If you already have Litex

If litex -version works in your terminal, install only the Python package:

pip install litexpy

If you have not installed Litex

Install Litex first locally on your machine, then install litexpy.

Setup guide: https://litexlang.com/doc/Setup

Usage

Use a runner as a context manager so the underlying Litex process is closed automatically:

import litexpy

with litexpy.Runner() as runner:
    results = runner.run("1 = 1")

    print(results[0]["result"])
    print(results[0]["stmt"])

Runner() starts litex from your PATH by default.
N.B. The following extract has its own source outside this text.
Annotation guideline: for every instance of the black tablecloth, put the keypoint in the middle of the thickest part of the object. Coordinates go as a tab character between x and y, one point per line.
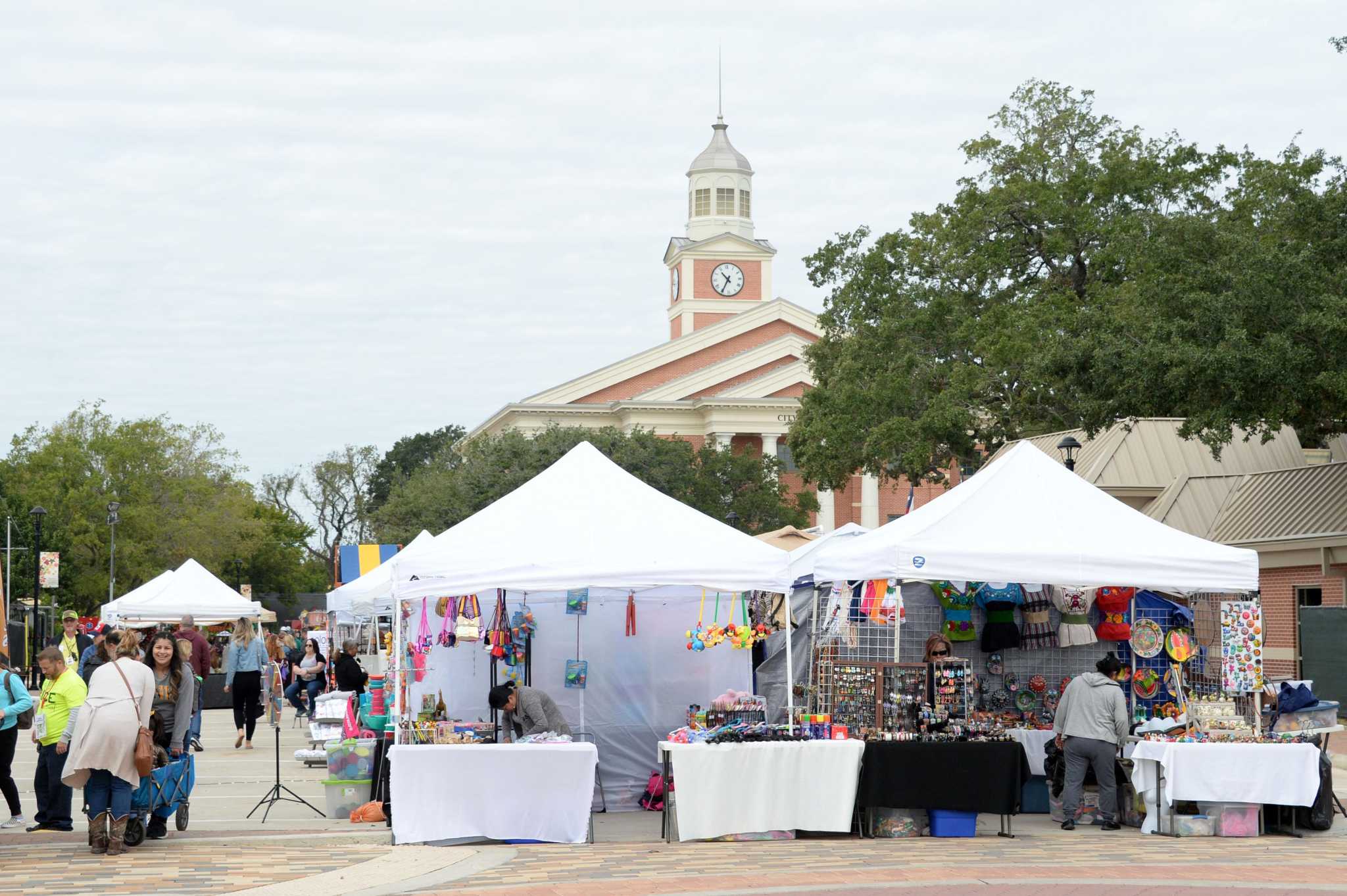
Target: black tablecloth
962	776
To use another command, pass an argument list:

runner = litexpy.Runner(command=["cargo", "run", "--quiet", "--"])

For local Litex development, set a default command so plain Runner() uses the checkout you choose:

export LITEXPY_LITEX_COMMAND='cargo run --quiet --manifest-path /path/to/golitex/Cargo.toml --'

If you already built a local binary, point directly at it:

export LITEXPY_LITEX_BIN=/path/to/golitex/target/debug/litex

An explicit Runner(command=...) always wins over these environment variables.

Run multiple lines or block-style Litex code in the same session:

with litexpy.Runner() as runner:
    results = runner.run("1 = 1\n0 = 0")

    block_results = runner.run(
        """forall x R:
    x = 2
    =>:
        x + 1 = 3
        x^2 = 4"""
    )

Facts accepted by run() stay in the interactive session until you call clear():

with litexpy.Runner() as runner:
    runner.run("have a R = 1")
    runner.run("a = 1")
    runner.clear()

Use sandbox_run() for candidate code that should see the current successful context but should not modify the main session:

with litexpy.Runner() as runner:
    runner.run("have a R = 1")
    trial = runner.sandbox_run("have b R = 2\na = 1")
    still_isolated = runner.run("b = 2")  # returns an error result

Pass commit=True to preflight in a sandbox first, then run the same code in the main session only if the sandbox succeeds:

with litexpy.Runner() as runner:
    committed = runner.sandbox_run("have b R = 2", commit=True)
    now_available = runner.run("b = 2")

commit=True is a preflight-then-run workflow in Python. It is not a single kernel-level transaction, so avoid relying on it for code that reads external files that may change between the preflight and the commit run.

If you do not use a with block, call runner.quit() or runner.close() when you are done. A live Runner owns a live Litex process; relying on Python garbage collection or interpreter shutdown is not the supported lifecycle.